After showing how p53 status directly impacted how well a tumor responded to radiation therapy, Dr. Vargas wanted to know how they could use this to improve radiation effect.
Using what we know about the role of p53 gene mutations to inform treatments for endometrial cancer
As the normal function of p53 is well studied, the team was able to show how gene mutations helped tumor cells survive radiation. When our DNA is too damaged to repair, p53 is responsible for telling our cells to die by triggering a process called apoptosis. This keeps the damaged DNA from spreading being copied forward and making us sick. Radiation therapy takes advantage of this process. The radiation damages our DNA and wild type p53 tells our cells to start apoptosis.
Endometrial cancer cells with mutated p53 do not produce the normal signals to trigger apoptosis. They survive radiotherapy, all the while accumulating even more harmful DNA alterations.
“The thing about endometrial cancer is that some p53-mutated tumors will still have a copy of the healthy / wild-type gene,” he says. “We had the idea that if we could boost the healthy copies, we might be able to make up for mutated p53 copies within the cell.”

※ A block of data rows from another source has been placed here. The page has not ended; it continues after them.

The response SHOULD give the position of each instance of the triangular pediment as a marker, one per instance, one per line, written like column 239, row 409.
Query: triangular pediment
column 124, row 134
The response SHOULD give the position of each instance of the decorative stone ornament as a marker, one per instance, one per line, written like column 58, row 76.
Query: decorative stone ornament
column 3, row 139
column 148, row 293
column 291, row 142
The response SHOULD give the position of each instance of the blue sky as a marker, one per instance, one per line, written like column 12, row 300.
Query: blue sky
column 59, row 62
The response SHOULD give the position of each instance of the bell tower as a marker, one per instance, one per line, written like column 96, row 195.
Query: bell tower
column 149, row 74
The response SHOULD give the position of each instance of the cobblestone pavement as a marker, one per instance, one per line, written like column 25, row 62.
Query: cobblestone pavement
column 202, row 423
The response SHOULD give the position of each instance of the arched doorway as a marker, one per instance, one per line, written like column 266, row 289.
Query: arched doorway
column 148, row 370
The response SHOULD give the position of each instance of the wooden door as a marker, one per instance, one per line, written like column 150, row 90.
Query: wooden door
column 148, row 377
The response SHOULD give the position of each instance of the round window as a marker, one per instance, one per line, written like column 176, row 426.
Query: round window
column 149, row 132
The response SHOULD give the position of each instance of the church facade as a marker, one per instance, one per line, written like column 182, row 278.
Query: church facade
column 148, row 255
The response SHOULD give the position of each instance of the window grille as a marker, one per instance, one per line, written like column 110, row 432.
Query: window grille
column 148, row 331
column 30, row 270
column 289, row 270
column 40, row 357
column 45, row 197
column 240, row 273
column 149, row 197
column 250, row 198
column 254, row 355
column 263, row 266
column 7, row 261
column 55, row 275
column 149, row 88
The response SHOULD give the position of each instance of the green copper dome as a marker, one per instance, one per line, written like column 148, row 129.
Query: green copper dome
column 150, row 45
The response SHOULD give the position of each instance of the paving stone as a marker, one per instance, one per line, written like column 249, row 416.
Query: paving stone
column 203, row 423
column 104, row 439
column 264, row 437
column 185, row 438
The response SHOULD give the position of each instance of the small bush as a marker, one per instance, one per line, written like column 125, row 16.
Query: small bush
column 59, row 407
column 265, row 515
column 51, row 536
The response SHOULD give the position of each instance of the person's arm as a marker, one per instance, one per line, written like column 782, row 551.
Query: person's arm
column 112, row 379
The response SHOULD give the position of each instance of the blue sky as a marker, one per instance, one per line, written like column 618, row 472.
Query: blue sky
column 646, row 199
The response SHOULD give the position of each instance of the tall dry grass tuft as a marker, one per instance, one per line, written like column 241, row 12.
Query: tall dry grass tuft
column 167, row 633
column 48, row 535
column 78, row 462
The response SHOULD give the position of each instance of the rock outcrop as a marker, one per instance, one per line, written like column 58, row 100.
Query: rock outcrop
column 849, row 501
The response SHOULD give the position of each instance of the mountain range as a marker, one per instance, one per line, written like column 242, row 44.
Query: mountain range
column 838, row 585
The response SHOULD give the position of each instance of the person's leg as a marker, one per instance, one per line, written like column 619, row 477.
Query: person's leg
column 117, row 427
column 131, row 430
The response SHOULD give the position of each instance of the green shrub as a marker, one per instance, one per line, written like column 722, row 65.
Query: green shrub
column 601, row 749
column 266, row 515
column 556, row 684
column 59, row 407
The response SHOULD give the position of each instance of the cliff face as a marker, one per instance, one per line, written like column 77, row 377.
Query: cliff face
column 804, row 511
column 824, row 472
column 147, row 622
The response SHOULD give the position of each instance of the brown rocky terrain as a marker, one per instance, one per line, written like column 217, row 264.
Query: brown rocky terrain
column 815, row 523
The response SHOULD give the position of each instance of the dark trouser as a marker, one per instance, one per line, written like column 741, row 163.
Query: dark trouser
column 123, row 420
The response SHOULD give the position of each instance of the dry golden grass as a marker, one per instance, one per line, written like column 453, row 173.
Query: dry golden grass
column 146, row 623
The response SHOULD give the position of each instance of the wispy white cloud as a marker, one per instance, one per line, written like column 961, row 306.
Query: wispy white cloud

The team used experimental compounds called MDM2 inhibitors to help healthy p53 proteins stay active in the cancer cells longer by preventing their breakdown. In preclinical testing, cancer cells died faster and at lower doses than either radiotherapy or MDM2 inhibitors alone, and even more than the team had anticipated from simply combining them.
“More research is necessary to confirm, but this seems to be an optimal combination therapy we can use to treat endometrial cancers without p53 mutations, which are 80% of our cancers,” Dr. Vargas says. “It may even be a way for us to reduce radiation doses across the board to reduce side effects without compromising the treatment.”